World Mobile, a telecommunications company headquartered in London, thinks its hydrogen-powered high-altitude UAV can compete directly with satellite mega-constellations. The company acquired the HAPS developer Stratospheric Platforms last year. This year, it plans to flight-test an innovative phased array antenna, which it claims will be able to deliver bandwidth of 200 megabits per second (enough to enable ultra-HD video streaming to 500,000 users at the same time over an area of 15,000 square kilometers—equivalent to the coverage of more than 500 terrestrial cell towers, the company says). 

Last year, World Mobile also signed a partnership with the Indonesian telecom operator Protelindo to build a prototype Stratomast aircraft, with tests scheduled to begin in late 2027.

Richard Deakin, CEO of World Mobile’s HAPS division World Mobile Stratospheric, says that just nine Stratomasts could supply Scotland’s 5.5 million residents with high-speed internet connectivity at a cost of £40 million ($54 million) per year. That’s equivalent to about 60 pence (80 cents) per person per month, he says. Starlink subscriptions in the UK, of which Scotland is a part, come at £75 ($100) per month.

A troubled past 

Companies working on HAPS also extol the convenience of prompt deployments in areas struck by war or natural disasters like Hurricane Maria in Puerto Rico, after which Loon played an important role. And they say that HAPS could make it possible for smaller nations to obtain complete control over their celestial internet-beaming infrastructure rather than relying on mega-constellations controlled by larger nations, a major boon at a time of rising geopolitical tensions and crumbling political alliances. 

Analysts, however, remain cautious, projecting a HAPS market totaling a modest $1.9 billion by 2033. The satellite internet industry, on the other hand, is expected to be worth $33.44 billion by 2030, according to some estimates. 

The use of HAPS for internet delivery to remote locations has been explored since the 1990s, about as long as the concept of low-Earth-orbit mega-constellations. The seemingly more cost-effective stratospheric technology, however, lost to the space fleets thanks to the falling cost of space launches and ambitious investment by Musk’s SpaceX. 

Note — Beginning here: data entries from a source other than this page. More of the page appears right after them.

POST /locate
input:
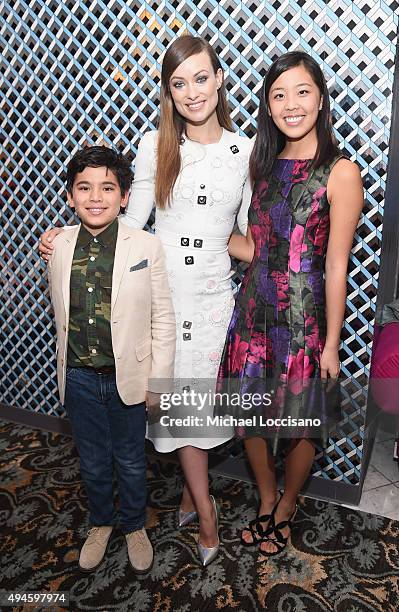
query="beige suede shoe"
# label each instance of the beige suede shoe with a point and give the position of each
(93, 550)
(139, 548)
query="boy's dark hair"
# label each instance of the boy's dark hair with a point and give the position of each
(95, 157)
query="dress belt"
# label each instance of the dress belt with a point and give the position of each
(193, 243)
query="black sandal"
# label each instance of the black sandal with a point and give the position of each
(279, 541)
(256, 529)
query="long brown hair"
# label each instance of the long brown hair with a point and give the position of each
(172, 125)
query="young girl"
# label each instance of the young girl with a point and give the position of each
(285, 328)
(194, 168)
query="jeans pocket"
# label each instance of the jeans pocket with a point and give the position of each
(70, 372)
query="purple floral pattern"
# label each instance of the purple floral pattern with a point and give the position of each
(278, 328)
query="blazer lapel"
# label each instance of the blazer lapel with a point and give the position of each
(122, 249)
(70, 237)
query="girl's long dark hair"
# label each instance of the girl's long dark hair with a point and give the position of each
(270, 141)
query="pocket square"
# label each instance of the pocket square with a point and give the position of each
(142, 264)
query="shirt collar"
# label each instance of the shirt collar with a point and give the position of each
(106, 238)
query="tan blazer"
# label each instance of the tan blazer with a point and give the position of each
(142, 319)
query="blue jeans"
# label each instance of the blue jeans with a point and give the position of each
(108, 432)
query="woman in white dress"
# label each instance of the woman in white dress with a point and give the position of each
(194, 169)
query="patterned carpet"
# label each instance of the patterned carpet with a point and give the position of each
(339, 559)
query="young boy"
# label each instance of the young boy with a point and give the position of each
(116, 337)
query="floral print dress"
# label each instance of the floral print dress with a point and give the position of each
(278, 327)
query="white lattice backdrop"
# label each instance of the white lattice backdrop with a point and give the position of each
(89, 71)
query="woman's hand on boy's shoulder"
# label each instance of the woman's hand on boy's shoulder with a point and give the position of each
(46, 245)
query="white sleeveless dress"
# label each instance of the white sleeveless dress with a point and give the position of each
(211, 189)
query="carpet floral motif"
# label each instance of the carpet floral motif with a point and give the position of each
(339, 559)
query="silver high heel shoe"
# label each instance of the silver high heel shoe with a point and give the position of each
(184, 518)
(207, 555)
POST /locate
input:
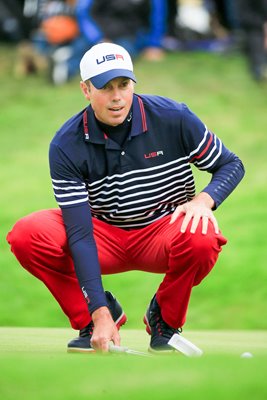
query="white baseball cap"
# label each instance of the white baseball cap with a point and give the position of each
(106, 61)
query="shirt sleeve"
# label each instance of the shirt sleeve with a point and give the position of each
(208, 153)
(72, 197)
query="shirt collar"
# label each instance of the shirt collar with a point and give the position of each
(93, 133)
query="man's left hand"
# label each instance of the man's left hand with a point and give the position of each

Google wasn’t the only tech giant to explore the HAPS idea. Facebook also had a project, called Aquila, that was discontinued after it too faced technical difficulties. Although the current cohort of HAPS makers claim they have solved the challenges that killed their predecessors, Kasaboski warns that they’re playing a different game: catching up with now-established internet-beaming mega constellations. By the end of this year, it’ll be much clearer whether they stand a good chance of doing so.